This work addresses the excessive noise introduced by existing certified unlearning methods, which naively adopt the global sensitivity from differential privacy and thereby degrade model utility. Recognizing the fundamental objective difference between certified unlearning and differential privacy, we propose a novel notion of “retention sensitivity” that precisely captures the worst-case output change induced by a deletion operation while keeping the retained dataset fixed. Leveraging this refined sensitivity measure, we design a new noise calibration mechanism and provide both theoretical and empirical analyses on tasks including minimum spanning tree weight estimation, principal component analysis (PCA), and empirical risk minimization. Experimental results demonstrate that, under the same certification guarantees, our approach significantly reduces injected noise, enhances model utility, and effectively improves two mainstream certified unlearning algorithms.

Certified machine unlearning aims to provably remove the influence of a deletion set $U$ from a model trained on a dataset $S$, by producing an unlearned output that is statistically indistinguishable from retraining on the retain set $R:=S\setminus U$. Many existing certified unlearning methods adapt techniques from Differential Privacy (DP) and add noise calibrated to global sensitivity, i.e., the worst-case output change over all adjacent datasets. We show that this DP-style calibration is often overly conservative for unlearning, based on a key observation: certified unlearning, by definition, does not require protecting the privacy of the retained data $R$. Motivated by this distinction, we define retain sensitivity as the worst-case output change over deletions $U$ while keeping $R$ fixed.
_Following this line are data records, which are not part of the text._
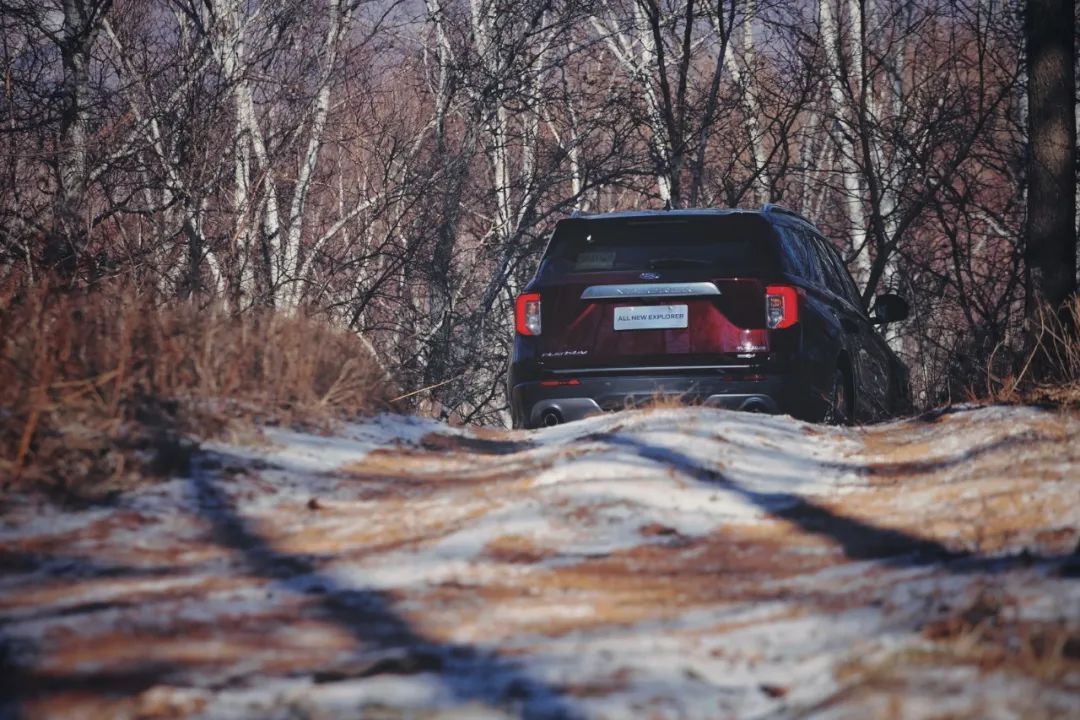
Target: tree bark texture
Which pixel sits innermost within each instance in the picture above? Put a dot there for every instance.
(1051, 162)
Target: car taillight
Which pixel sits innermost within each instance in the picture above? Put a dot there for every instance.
(527, 314)
(781, 307)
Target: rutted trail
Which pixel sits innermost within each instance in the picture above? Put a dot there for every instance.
(669, 564)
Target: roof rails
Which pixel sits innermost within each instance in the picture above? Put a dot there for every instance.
(773, 207)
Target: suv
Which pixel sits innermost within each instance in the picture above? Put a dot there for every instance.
(740, 309)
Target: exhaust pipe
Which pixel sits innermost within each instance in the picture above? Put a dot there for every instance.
(754, 405)
(550, 418)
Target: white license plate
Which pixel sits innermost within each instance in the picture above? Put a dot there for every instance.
(650, 317)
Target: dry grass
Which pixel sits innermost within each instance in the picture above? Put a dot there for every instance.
(1050, 371)
(100, 388)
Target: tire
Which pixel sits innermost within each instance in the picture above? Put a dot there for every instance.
(840, 401)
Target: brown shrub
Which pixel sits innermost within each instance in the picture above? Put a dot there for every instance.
(106, 384)
(1050, 369)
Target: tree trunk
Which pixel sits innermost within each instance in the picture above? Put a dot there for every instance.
(67, 235)
(1051, 161)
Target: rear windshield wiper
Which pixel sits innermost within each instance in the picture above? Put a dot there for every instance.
(678, 262)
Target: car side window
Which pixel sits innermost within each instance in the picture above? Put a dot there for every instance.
(799, 254)
(840, 275)
(833, 281)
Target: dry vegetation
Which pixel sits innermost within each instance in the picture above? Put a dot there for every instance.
(1050, 370)
(104, 386)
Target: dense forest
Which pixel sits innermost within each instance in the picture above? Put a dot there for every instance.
(395, 166)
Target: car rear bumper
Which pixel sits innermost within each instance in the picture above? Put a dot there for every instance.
(535, 405)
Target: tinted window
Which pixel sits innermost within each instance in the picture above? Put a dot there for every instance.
(836, 274)
(799, 255)
(730, 245)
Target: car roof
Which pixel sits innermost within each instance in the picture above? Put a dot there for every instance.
(686, 213)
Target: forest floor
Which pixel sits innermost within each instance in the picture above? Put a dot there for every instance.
(657, 564)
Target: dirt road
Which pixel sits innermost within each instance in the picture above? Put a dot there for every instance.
(664, 564)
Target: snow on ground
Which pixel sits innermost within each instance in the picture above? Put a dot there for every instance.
(659, 564)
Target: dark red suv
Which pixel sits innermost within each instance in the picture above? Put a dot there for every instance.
(741, 309)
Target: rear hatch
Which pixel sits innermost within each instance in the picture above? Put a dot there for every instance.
(650, 294)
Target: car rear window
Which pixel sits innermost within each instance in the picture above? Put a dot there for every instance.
(729, 245)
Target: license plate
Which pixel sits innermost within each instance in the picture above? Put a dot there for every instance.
(650, 317)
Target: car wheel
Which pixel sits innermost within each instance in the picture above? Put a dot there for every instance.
(838, 411)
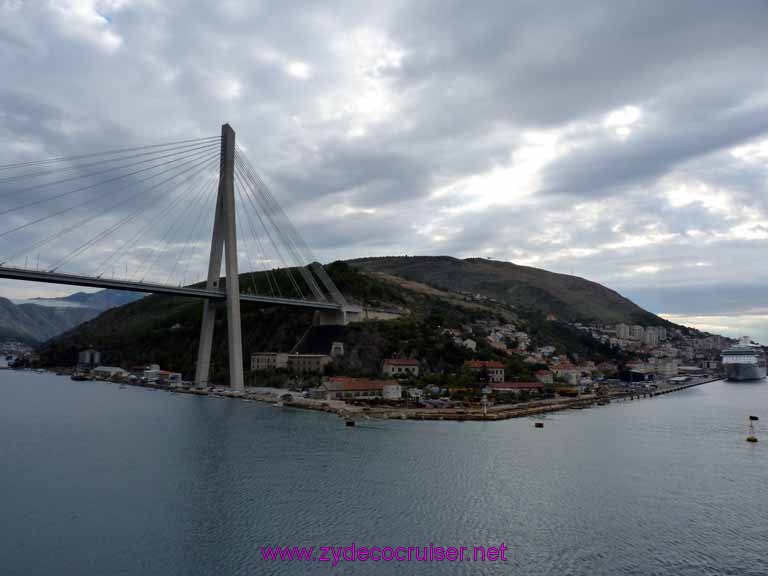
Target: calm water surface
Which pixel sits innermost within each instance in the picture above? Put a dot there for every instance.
(100, 480)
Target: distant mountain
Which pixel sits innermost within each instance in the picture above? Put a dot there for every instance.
(39, 319)
(102, 300)
(165, 329)
(570, 298)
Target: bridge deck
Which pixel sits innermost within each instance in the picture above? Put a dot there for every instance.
(88, 281)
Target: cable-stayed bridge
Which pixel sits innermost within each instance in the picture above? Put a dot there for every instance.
(163, 219)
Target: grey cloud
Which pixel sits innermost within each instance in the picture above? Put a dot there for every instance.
(474, 79)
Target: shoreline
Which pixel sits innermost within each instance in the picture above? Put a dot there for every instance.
(356, 412)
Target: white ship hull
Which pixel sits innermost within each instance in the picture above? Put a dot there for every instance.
(739, 372)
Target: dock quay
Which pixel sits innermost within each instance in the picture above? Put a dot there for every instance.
(352, 413)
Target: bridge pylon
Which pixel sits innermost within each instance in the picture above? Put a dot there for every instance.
(223, 244)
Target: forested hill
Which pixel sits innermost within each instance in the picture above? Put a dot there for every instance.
(165, 329)
(570, 298)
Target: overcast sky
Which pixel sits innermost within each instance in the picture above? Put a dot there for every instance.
(623, 141)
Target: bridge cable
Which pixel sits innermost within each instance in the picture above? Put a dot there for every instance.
(211, 215)
(272, 280)
(90, 243)
(17, 165)
(79, 223)
(140, 232)
(95, 163)
(193, 160)
(169, 233)
(318, 268)
(238, 189)
(297, 264)
(111, 169)
(194, 228)
(285, 232)
(269, 235)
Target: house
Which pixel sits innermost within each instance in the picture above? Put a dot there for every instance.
(297, 363)
(516, 388)
(308, 363)
(346, 388)
(400, 367)
(494, 369)
(88, 359)
(567, 372)
(109, 372)
(268, 361)
(149, 373)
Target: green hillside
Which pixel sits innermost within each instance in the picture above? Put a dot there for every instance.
(165, 329)
(568, 297)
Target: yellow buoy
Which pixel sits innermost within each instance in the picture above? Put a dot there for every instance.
(752, 437)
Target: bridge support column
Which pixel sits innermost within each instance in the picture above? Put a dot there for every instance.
(223, 243)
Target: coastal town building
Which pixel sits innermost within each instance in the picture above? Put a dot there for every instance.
(268, 361)
(470, 344)
(109, 372)
(308, 363)
(494, 369)
(88, 359)
(566, 372)
(516, 388)
(636, 332)
(346, 388)
(400, 367)
(297, 363)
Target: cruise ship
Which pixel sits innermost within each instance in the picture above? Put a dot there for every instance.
(745, 361)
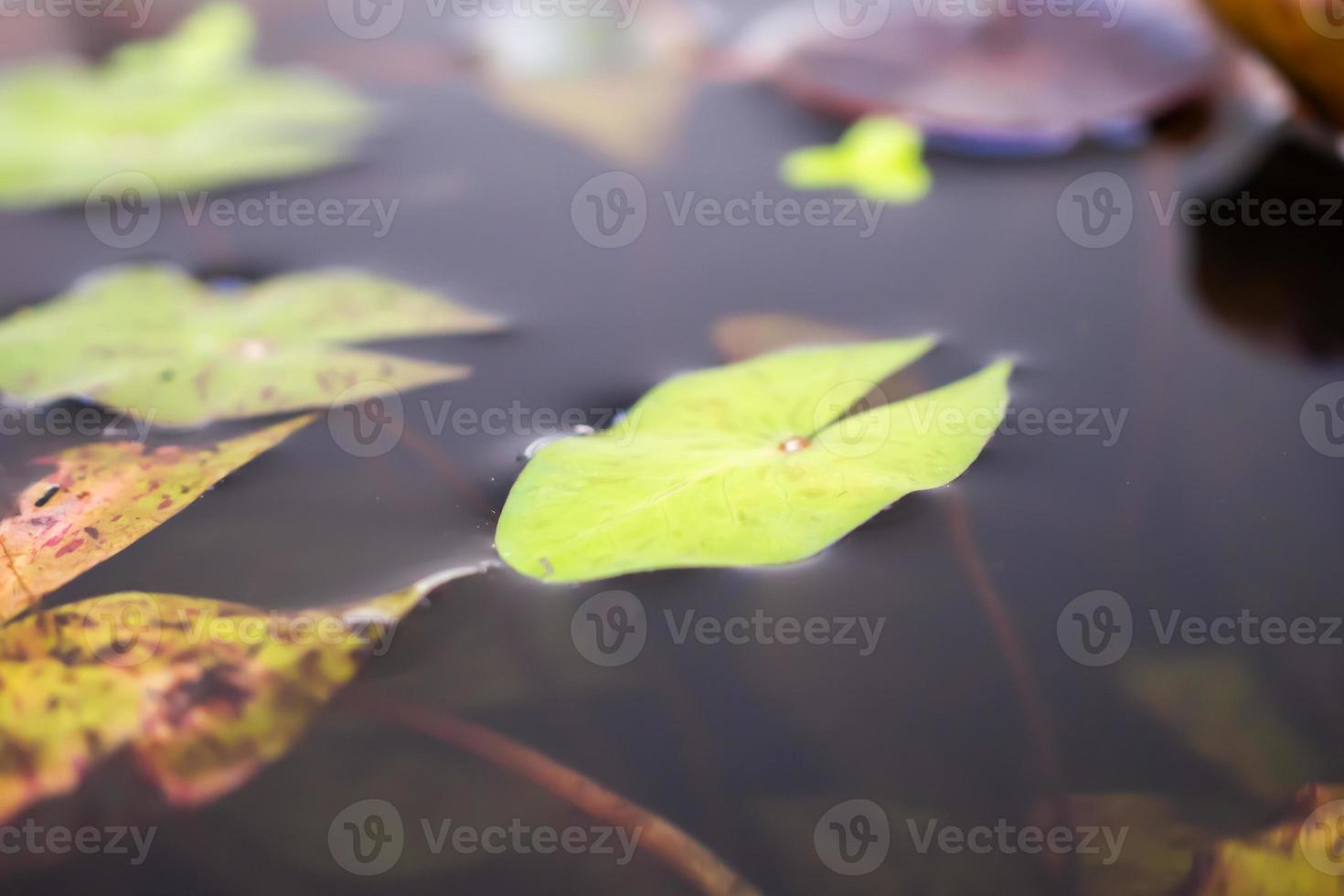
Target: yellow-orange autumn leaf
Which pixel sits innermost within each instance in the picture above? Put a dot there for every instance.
(202, 692)
(100, 498)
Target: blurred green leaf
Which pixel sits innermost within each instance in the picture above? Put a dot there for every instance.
(159, 344)
(188, 111)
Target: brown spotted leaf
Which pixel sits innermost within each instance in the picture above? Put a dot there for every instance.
(1304, 856)
(155, 341)
(100, 498)
(200, 692)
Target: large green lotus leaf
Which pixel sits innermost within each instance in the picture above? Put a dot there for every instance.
(752, 464)
(188, 111)
(167, 348)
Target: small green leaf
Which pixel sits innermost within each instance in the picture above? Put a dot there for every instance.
(752, 464)
(880, 157)
(188, 111)
(156, 343)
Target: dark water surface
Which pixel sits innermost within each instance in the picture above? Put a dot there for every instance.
(1210, 500)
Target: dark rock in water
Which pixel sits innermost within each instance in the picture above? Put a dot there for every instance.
(1003, 77)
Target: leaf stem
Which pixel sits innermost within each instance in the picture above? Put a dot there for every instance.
(687, 856)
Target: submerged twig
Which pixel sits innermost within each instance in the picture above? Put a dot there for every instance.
(1024, 681)
(687, 856)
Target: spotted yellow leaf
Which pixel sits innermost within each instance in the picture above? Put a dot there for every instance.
(100, 498)
(200, 692)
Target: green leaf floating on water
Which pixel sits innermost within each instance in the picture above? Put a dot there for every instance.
(880, 157)
(188, 111)
(155, 341)
(745, 465)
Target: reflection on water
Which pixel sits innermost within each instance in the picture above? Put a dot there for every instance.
(1278, 277)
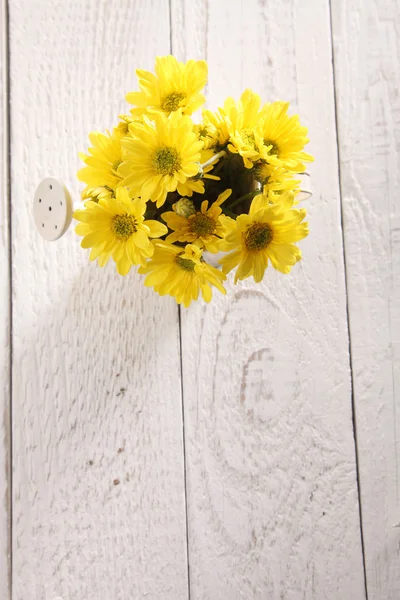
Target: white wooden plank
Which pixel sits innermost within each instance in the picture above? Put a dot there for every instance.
(271, 476)
(98, 504)
(367, 54)
(5, 442)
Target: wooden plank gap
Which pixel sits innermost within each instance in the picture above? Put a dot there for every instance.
(6, 314)
(184, 449)
(346, 275)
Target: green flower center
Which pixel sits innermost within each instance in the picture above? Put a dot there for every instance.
(123, 226)
(258, 236)
(184, 207)
(202, 224)
(261, 172)
(185, 263)
(248, 137)
(203, 131)
(166, 160)
(116, 164)
(172, 101)
(274, 149)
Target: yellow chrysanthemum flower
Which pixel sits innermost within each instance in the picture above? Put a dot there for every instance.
(160, 156)
(181, 273)
(116, 228)
(275, 179)
(103, 161)
(242, 118)
(213, 131)
(281, 139)
(175, 86)
(204, 228)
(98, 193)
(267, 233)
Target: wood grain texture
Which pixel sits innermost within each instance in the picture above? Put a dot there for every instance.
(271, 476)
(98, 505)
(367, 55)
(5, 442)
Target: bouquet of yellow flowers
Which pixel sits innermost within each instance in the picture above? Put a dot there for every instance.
(166, 194)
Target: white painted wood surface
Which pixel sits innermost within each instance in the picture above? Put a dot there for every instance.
(367, 54)
(98, 502)
(5, 442)
(271, 475)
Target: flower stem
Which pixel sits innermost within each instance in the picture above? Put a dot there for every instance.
(213, 159)
(248, 196)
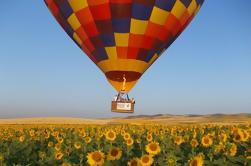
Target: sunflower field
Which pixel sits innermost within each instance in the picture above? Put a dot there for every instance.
(121, 145)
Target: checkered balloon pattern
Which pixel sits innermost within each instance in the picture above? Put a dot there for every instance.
(124, 37)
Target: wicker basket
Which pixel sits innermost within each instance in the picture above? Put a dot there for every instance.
(123, 106)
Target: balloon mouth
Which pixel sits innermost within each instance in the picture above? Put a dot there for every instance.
(119, 76)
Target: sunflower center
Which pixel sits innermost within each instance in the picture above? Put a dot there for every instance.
(114, 152)
(195, 163)
(134, 163)
(97, 156)
(111, 134)
(153, 147)
(145, 159)
(237, 137)
(206, 141)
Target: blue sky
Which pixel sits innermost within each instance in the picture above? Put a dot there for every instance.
(43, 73)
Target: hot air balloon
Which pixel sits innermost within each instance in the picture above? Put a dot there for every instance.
(123, 37)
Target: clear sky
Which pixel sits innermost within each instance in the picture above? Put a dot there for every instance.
(43, 73)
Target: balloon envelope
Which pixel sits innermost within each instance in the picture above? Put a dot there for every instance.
(123, 37)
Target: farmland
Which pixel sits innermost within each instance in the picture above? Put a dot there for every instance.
(141, 140)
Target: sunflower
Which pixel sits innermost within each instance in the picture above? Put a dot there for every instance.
(196, 161)
(66, 164)
(171, 160)
(60, 140)
(21, 138)
(67, 150)
(32, 133)
(206, 141)
(223, 137)
(110, 135)
(57, 147)
(149, 137)
(88, 140)
(245, 135)
(1, 157)
(238, 136)
(50, 144)
(58, 155)
(146, 160)
(218, 148)
(41, 155)
(126, 136)
(77, 145)
(178, 140)
(194, 143)
(114, 154)
(153, 148)
(134, 162)
(129, 142)
(95, 158)
(232, 150)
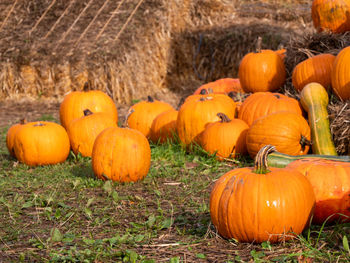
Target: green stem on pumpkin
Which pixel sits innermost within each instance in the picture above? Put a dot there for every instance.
(260, 163)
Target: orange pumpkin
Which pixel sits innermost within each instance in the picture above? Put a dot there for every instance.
(225, 138)
(257, 204)
(199, 110)
(41, 143)
(221, 86)
(260, 104)
(11, 135)
(164, 127)
(331, 183)
(340, 74)
(263, 70)
(142, 114)
(288, 132)
(331, 15)
(74, 104)
(83, 131)
(314, 69)
(121, 154)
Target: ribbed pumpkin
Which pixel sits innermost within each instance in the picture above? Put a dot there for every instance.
(331, 15)
(142, 114)
(121, 154)
(164, 127)
(263, 70)
(340, 74)
(199, 110)
(257, 204)
(288, 132)
(83, 131)
(225, 138)
(11, 135)
(221, 86)
(331, 183)
(260, 104)
(41, 143)
(314, 69)
(74, 104)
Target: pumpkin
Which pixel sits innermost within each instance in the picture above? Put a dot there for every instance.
(199, 110)
(331, 15)
(223, 86)
(314, 69)
(331, 183)
(121, 154)
(263, 70)
(260, 104)
(41, 143)
(74, 104)
(83, 131)
(288, 132)
(163, 127)
(142, 114)
(11, 135)
(314, 99)
(340, 74)
(225, 138)
(257, 204)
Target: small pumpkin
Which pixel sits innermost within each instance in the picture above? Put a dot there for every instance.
(314, 69)
(83, 131)
(340, 74)
(288, 132)
(260, 104)
(199, 110)
(41, 143)
(263, 70)
(221, 86)
(331, 183)
(11, 135)
(163, 127)
(257, 204)
(142, 114)
(331, 15)
(74, 104)
(225, 138)
(121, 154)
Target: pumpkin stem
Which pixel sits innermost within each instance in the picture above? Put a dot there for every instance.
(258, 44)
(150, 99)
(304, 142)
(223, 117)
(260, 163)
(87, 112)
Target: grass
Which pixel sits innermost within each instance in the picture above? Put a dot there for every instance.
(62, 213)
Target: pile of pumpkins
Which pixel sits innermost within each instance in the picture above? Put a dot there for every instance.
(275, 199)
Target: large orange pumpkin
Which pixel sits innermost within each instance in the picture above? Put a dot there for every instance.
(288, 132)
(331, 15)
(340, 74)
(263, 70)
(142, 114)
(331, 183)
(83, 131)
(11, 135)
(256, 204)
(74, 104)
(164, 127)
(41, 143)
(223, 86)
(314, 69)
(198, 111)
(121, 154)
(225, 138)
(260, 104)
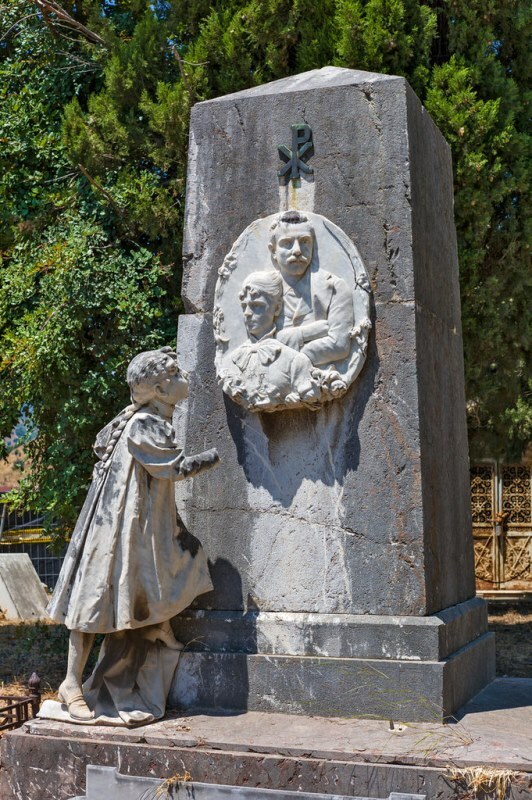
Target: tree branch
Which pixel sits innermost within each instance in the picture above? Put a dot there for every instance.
(50, 9)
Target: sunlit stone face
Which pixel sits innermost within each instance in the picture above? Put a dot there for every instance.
(294, 244)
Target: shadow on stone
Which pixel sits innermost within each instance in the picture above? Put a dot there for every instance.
(319, 447)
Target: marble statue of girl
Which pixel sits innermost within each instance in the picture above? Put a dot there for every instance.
(131, 566)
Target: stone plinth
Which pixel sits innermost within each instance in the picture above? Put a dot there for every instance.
(339, 539)
(357, 758)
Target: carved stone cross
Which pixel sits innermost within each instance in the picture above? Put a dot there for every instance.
(302, 145)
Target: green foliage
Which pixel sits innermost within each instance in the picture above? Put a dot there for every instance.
(93, 140)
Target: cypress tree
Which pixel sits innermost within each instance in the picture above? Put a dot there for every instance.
(95, 100)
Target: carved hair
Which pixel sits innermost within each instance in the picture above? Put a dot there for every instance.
(146, 369)
(143, 373)
(266, 282)
(291, 217)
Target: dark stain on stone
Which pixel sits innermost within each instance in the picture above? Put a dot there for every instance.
(141, 609)
(186, 540)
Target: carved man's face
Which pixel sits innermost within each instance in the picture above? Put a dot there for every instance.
(259, 311)
(293, 248)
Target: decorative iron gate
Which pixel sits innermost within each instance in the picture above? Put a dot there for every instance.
(501, 500)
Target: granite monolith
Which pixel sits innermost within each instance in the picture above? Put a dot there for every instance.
(339, 538)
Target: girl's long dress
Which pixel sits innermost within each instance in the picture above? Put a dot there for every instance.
(130, 562)
(131, 565)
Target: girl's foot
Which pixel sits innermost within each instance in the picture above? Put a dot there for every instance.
(72, 698)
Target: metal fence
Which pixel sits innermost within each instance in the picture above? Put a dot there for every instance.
(24, 533)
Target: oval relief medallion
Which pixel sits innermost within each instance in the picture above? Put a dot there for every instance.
(291, 313)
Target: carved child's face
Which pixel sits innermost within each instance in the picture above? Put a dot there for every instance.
(173, 387)
(293, 248)
(259, 310)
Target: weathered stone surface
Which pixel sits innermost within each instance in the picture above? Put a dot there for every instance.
(412, 691)
(291, 314)
(22, 595)
(307, 754)
(371, 507)
(361, 508)
(108, 782)
(338, 636)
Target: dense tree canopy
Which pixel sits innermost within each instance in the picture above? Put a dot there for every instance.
(94, 105)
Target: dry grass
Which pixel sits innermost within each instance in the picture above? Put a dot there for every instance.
(484, 781)
(512, 625)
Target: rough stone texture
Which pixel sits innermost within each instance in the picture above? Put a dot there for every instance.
(22, 594)
(412, 691)
(363, 507)
(107, 782)
(339, 636)
(275, 751)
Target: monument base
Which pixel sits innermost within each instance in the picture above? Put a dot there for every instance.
(415, 669)
(364, 758)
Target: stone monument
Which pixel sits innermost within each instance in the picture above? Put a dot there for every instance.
(324, 341)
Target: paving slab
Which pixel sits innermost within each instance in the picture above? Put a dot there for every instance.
(352, 757)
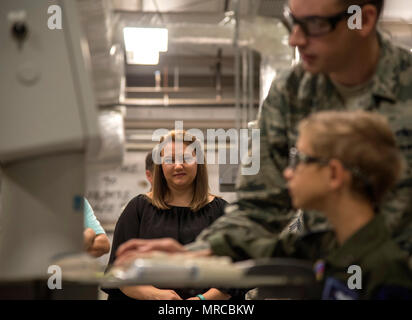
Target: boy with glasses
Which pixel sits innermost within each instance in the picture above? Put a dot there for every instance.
(341, 69)
(342, 166)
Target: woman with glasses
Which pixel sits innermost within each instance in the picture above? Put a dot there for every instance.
(343, 165)
(178, 207)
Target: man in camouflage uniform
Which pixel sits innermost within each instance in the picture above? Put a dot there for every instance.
(252, 224)
(342, 69)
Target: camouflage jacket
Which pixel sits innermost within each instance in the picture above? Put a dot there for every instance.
(369, 265)
(263, 214)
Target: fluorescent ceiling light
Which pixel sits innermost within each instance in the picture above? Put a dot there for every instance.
(144, 44)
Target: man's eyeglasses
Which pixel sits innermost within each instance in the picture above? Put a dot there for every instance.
(313, 26)
(296, 157)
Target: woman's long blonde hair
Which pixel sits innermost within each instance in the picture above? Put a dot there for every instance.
(200, 184)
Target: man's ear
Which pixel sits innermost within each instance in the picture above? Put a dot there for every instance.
(338, 174)
(370, 18)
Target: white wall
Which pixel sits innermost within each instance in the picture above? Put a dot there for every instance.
(395, 9)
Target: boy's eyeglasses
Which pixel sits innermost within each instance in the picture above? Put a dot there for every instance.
(296, 157)
(313, 26)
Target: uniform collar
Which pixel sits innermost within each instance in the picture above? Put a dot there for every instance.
(383, 81)
(365, 240)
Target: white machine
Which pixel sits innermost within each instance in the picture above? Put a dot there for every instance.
(48, 123)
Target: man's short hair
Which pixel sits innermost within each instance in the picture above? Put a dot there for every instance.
(379, 4)
(363, 142)
(149, 161)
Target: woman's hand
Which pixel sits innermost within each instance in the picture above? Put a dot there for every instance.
(135, 248)
(213, 294)
(150, 293)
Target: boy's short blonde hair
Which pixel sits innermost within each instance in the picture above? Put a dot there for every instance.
(363, 142)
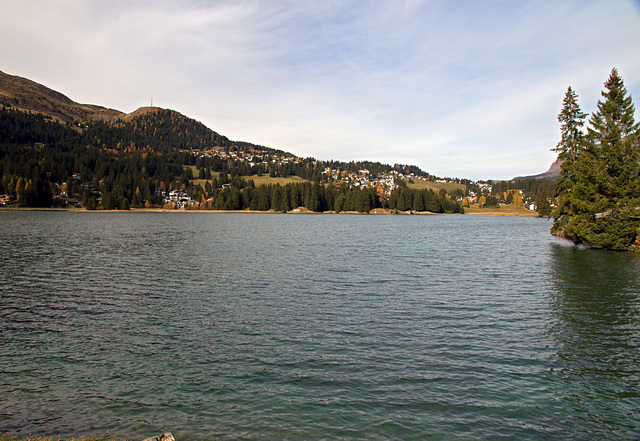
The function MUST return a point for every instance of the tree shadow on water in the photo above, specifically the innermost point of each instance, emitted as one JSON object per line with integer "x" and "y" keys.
{"x": 595, "y": 323}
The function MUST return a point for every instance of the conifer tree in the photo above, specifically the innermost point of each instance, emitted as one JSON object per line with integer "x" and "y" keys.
{"x": 599, "y": 197}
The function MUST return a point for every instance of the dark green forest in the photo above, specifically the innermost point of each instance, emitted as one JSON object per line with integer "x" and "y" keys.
{"x": 133, "y": 163}
{"x": 598, "y": 192}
While insufficient for DP, retain sensitivity is exactly sufficient for unlearning, allowing for the same certificates with less noise. We validate these reductions in noise theoretically and empirically across several problems, including the weight of minimum spanning trees, PCA, and ERM. Finally, we refine the analysis of two widely used certified unlearning algorithms through the lens of retain sensitivity, leveraging the regularity induced by $R$ to further reduce noise and improve utility.